Economic indicators (such as GDP, key interest rates, consumer price indexes, etc.) are closely monitored by forex market players. But their analysis raises a number of questions. For example, how should these indicators be assessed? Which are the most compelling and relevant? How often should they be monitored?
Indeed, various economic indicators are published on a regular basis by public and private institutions. They offer an insight into the state of different economies and the fluctuations of the currencies they represent.
By analysing these indicators, it is possible to predict potential changes in the foreign exchange market. And yet, some indicators bear a greater influence than others. Their impact depends on a number of different variables, including the type of indicator, the relative clout of the index under consideration and the size of the country or currency area in question.
What are the different types of economic indicators?
There are three types of economic indicators: leading, coincident and lagging.
1. Leading indicators...
- Predict real economic activity.
- Reflect the impressions consumers and professionals have of economic trends.
- Leading indicators are then either confirmed or refuted by lagging indicators.
- Example: consumer confidence index.
2. Coincident indicators...
- Measure real economic activity at the time of their publication.
- Provide a concrete assessment of actual economic activity.
- Example: manufacturing PMI for a country or an economy.
3. Lagging indicators...
- Relate to past economic activities, assessed over a defined period.
- Confirm or refute a trend reflected by a leading indicator.
- Have an immediate impact on the currency market.
- Example: the unemployment rate.
Which indicators are monitored most closely?
In terms of impact, reliability and regularity of publication, the main economic indicators vary greatly. These are just some of the factors that determine the indicators that forex market players will decide to monitor most closely.
But how can you gauge the respective importance of different economic indicators?
1. Primary indicators
Although each indicator has its own level of importance, some announcements or publications bear an immediate impact on exchange rates. This is true of GDP, retail sales reports and the key interest rates set by central banks, for example.
2. Secondary indicators
Other indicators are more general. They offer an estimate of trends which may subsequently be refuted, such as consumer confidence indexes or those relating to housing construction. Their impact on the currency market is often less significant in the immediate term due to their predictive nature.

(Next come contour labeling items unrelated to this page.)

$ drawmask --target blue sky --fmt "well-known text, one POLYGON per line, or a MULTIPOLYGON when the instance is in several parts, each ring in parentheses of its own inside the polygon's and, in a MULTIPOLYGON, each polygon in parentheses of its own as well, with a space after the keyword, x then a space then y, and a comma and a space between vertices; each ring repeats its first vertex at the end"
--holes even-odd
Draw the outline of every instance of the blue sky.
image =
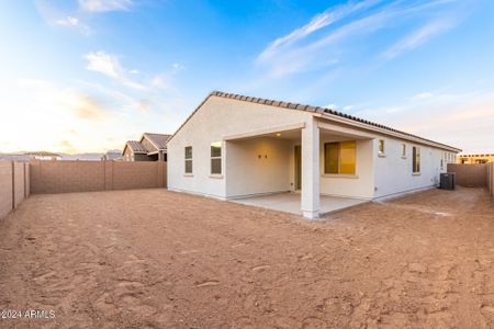
POLYGON ((212 90, 494 152, 494 1, 1 1, 0 151, 173 133, 212 90))

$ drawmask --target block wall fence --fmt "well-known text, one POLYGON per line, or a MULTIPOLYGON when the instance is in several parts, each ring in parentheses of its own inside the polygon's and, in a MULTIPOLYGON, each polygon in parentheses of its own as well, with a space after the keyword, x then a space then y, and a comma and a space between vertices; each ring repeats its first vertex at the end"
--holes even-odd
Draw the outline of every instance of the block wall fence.
POLYGON ((494 162, 487 163, 487 189, 489 193, 494 198, 494 162))
POLYGON ((31 193, 69 193, 167 186, 166 162, 30 161, 31 193))
POLYGON ((30 164, 0 161, 0 219, 30 196, 30 164))

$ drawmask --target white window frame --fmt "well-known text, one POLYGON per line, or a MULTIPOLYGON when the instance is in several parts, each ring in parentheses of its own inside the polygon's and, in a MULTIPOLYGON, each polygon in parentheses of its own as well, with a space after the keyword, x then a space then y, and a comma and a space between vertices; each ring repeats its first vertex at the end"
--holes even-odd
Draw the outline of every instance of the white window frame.
POLYGON ((386 156, 386 143, 384 139, 378 139, 378 155, 380 157, 386 156), (381 143, 382 143, 382 150, 381 150, 381 143))
POLYGON ((223 174, 223 145, 221 141, 213 141, 211 143, 210 146, 210 174, 212 177, 222 177, 223 174), (213 157, 213 147, 218 147, 220 148, 220 156, 214 156, 213 157), (213 172, 213 160, 220 160, 220 172, 213 172))
POLYGON ((412 174, 414 175, 418 175, 420 174, 420 148, 418 146, 413 146, 412 147, 412 174), (414 149, 415 149, 415 155, 414 155, 414 149), (416 167, 414 164, 418 164, 418 170, 416 171, 416 167))
POLYGON ((184 148, 183 148, 183 158, 184 158, 184 161, 183 161, 183 166, 184 166, 184 168, 183 168, 183 173, 186 174, 186 175, 192 175, 193 174, 193 172, 194 172, 194 162, 193 162, 193 158, 194 158, 194 149, 193 149, 193 147, 192 146, 186 146, 184 148), (190 158, 188 158, 187 157, 187 149, 188 148, 190 148, 190 158), (188 161, 190 161, 190 172, 188 172, 187 171, 187 162, 188 161))

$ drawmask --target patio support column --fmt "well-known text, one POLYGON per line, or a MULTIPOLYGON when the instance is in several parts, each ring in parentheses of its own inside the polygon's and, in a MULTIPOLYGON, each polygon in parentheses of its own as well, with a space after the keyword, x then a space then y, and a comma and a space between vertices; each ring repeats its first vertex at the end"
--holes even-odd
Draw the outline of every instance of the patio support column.
POLYGON ((319 216, 319 127, 314 118, 302 128, 302 214, 319 216))

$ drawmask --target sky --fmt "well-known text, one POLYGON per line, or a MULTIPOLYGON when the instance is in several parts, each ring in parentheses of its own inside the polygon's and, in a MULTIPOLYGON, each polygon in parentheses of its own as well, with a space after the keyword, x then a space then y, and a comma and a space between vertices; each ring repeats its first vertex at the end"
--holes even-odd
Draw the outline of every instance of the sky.
POLYGON ((122 149, 213 90, 494 152, 494 1, 0 1, 0 152, 122 149))

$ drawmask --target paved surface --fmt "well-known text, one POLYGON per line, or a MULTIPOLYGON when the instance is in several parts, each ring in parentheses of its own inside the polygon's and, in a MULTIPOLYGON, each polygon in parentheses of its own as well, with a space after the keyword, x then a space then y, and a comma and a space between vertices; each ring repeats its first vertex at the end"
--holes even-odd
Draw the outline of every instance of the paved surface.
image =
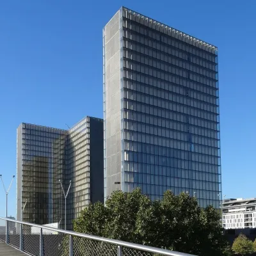
POLYGON ((27 255, 0 241, 0 256, 24 256, 27 255))

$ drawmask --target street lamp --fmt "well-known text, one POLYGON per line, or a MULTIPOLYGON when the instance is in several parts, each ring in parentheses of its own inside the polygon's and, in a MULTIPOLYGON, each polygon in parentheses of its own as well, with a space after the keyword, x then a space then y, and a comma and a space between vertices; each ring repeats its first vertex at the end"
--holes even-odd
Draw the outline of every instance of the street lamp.
POLYGON ((3 186, 4 187, 4 189, 5 193, 6 194, 6 218, 7 218, 7 206, 8 206, 8 194, 9 193, 10 189, 11 189, 11 186, 12 186, 12 182, 13 181, 13 179, 14 179, 15 177, 15 175, 13 175, 12 177, 12 179, 11 183, 10 184, 8 189, 6 190, 6 189, 5 188, 4 183, 3 181, 2 175, 0 174, 0 178, 1 178, 1 180, 2 180, 3 186))
POLYGON ((121 184, 121 182, 120 182, 120 181, 115 181, 115 183, 114 183, 115 185, 117 185, 117 184, 118 184, 119 186, 118 186, 118 189, 119 189, 119 190, 121 190, 120 189, 120 184, 121 184))
POLYGON ((21 221, 23 221, 23 212, 24 212, 24 210, 25 209, 26 207, 26 205, 27 204, 28 202, 28 199, 26 199, 26 202, 25 202, 25 204, 24 206, 23 206, 22 210, 22 216, 21 216, 21 221))
POLYGON ((65 193, 64 192, 64 189, 63 189, 63 187, 62 186, 62 183, 60 181, 60 180, 59 180, 60 185, 61 186, 61 188, 62 188, 62 191, 63 191, 63 195, 64 195, 64 197, 65 197, 65 229, 67 229, 67 196, 68 196, 68 191, 69 191, 69 189, 70 188, 70 186, 71 186, 71 180, 69 181, 69 187, 68 189, 68 191, 67 191, 67 194, 65 193))

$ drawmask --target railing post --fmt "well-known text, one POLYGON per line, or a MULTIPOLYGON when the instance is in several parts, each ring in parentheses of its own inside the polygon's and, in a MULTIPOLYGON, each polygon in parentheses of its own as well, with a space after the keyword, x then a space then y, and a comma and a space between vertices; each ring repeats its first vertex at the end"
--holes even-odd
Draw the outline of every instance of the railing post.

|Gross domestic product (GDP)||Coincident / Lagging||
Key interest rate
|Consumer Price Index (CPI)||Leading||
|Retail sales reports||Coincident||
|Consumer confidence reportd||Leading||
|Balance of payments||Lagging||
How to decide which international economic indicators to monitor?
The country, monetary area and currency pair of interest are key elements in determining which indicators are the most relevant to monitor. These will vary depending on your company’s business activities and international presence.
It should be noted that some countries have very important economies in global terms. By way of example, we can cite the likes of the United States, Japan and the United Kingdom, to name but a few. Given their importance, it stands to reason that these countries’ currencies are of particular relevance too.
The US dollar (USD), the euro (EUR) and the Japanese yen (JPY) – also known as the G3 – are the three most widely traded currencies in the world. Indicators relating to these currency areas are therefore likely to have a global impact on the forex market, and are thus closely monitored by analysts.
The types of indicators presented above are followed particularly closely by forex market players. Some have a significant impact at their time of publication. Others have no apparent effect at global level in the immediate term.
An indicator’s impact on the market depends on several factors, including the scope and accuracy of the data being analysed, as well as the currency area in question. One of the key factors remains the element of surprise. The more unexpected the data revealed, the greater the impact on exchange rates.
To anticipate fluctuations in the currency market, it is important to follow a comprehensive economic calendar.